Il settore automobilistico globale è nel pieno della ripresa: lo dimostrano i segnali emersi con la stagione delle trimestrali dei maggiori costruttori al mondo. Alle tante luci si contrappongono, però, una serie di ombre, che preoccupano in vista dei prossimi mesi. A partire dalla continua e ancora irrisolta crisi dei chip, che rischia di produrre danni consistenti prolungati nel tempo: nelle ultime settimane, infatti, qualcuno si è spinto a pronosticarne la fine non prima del 2023. In ogni caso, il secondo trimestre dell’anno ha mostrato performance brillanti un po’ per tutti i primi dieci costruttori mondiali, che hanno superato quasi in scioltezza la carenza di componenti ormai cruciali e beneficiato anche del favorevole confronto con il corrispondente periodo dell’anno scorso, fortemente penalizzato dalle conseguenze dell’emergenza sanitaria. 

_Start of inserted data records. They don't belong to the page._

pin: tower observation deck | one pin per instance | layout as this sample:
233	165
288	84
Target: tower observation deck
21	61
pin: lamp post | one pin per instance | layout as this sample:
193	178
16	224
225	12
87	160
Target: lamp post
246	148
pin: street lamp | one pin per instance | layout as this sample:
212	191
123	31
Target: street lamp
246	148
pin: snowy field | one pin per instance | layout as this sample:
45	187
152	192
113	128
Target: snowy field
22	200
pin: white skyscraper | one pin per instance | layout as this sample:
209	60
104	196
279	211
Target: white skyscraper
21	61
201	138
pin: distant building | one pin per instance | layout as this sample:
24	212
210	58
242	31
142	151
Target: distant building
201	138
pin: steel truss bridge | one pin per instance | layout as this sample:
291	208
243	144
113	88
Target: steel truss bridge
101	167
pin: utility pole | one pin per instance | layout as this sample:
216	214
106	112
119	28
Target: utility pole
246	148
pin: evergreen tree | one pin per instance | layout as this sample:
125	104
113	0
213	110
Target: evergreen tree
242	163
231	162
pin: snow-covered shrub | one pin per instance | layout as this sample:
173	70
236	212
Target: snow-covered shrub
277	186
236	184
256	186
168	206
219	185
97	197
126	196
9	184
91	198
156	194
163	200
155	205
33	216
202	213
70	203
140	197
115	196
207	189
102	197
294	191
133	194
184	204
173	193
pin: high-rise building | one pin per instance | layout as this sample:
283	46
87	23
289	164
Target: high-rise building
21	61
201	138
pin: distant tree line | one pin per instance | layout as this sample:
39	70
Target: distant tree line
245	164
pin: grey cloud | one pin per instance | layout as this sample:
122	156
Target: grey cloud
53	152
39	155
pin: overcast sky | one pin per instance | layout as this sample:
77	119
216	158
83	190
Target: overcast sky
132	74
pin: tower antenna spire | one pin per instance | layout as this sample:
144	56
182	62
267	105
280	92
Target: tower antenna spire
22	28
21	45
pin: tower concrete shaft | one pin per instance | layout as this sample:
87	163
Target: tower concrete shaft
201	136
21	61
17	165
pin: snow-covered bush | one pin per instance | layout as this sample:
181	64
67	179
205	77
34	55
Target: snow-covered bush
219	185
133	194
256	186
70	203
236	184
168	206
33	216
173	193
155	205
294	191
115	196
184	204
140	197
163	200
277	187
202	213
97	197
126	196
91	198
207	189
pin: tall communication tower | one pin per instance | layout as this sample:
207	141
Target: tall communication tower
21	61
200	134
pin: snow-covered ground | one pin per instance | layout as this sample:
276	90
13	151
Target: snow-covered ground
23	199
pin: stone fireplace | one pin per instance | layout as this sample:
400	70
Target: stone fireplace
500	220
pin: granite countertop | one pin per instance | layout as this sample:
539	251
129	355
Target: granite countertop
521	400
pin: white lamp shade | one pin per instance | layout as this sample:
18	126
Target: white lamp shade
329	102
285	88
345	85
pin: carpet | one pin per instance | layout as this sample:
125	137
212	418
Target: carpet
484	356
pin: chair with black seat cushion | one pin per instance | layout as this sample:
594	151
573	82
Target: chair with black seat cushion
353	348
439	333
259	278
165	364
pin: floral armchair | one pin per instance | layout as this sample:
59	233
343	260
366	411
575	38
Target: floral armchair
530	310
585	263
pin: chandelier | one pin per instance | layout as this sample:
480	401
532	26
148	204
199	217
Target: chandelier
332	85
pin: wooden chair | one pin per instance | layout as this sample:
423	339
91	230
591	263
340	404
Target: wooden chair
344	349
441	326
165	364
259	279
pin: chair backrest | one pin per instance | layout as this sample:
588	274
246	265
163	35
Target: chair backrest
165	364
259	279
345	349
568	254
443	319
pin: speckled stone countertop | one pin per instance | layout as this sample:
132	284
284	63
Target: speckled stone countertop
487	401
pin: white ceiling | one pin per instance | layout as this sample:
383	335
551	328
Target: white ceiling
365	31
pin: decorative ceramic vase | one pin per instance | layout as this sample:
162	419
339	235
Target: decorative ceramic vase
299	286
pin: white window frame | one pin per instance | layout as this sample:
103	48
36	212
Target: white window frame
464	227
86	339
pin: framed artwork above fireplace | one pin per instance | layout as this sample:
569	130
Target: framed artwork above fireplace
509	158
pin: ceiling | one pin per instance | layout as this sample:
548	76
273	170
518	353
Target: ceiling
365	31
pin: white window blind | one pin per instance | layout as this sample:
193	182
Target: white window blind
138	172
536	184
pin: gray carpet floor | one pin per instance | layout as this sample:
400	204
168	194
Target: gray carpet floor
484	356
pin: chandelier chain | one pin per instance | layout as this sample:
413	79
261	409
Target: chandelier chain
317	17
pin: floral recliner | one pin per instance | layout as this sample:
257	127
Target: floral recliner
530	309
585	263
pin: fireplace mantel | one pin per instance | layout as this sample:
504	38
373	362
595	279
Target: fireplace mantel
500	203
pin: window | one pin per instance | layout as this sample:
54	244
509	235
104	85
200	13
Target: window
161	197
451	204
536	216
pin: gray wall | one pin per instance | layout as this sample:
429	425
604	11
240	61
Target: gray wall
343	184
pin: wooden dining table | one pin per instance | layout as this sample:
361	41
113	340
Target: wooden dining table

Il gruppo Toyota. Molte Case sono già tornate ai livelli pre-covid, mettendo a segno risultati record, soprattutto sul fronte della redditività, a dimostrazione di come i piani di razionalizzazione ed efficientamento messi in atto l’anno scorso abbiano determinato benefici di ampio respiro: è il caso, per esempio, del gruppo Toyota, maggior produttore al mondo nel 2020 davanti Volkswagen. Tra aprile e giugno (primo trimestre dell’esercizio fiscale al 31 marzo 2022), il costruttore giapponese ha messo a segno ricavi e utili record, grazie proprio al controllo dei costi e al solido aumento delle vendite, salite del 49% a 2,76 milioni di unità. Il fatturato è balzato del 72% a 7.940 miliardi di yen (61,3 miliardi di euro), l’utile operativo è passato da 13,9 miliardi a 997,4 miliardi (7,7 miliardi di euro), per un margine migliorato dallo 0,3% al 12,6%, e l’utile netto è quintuplicato fino a 898 miliardi (6,9 miliardi di euro). 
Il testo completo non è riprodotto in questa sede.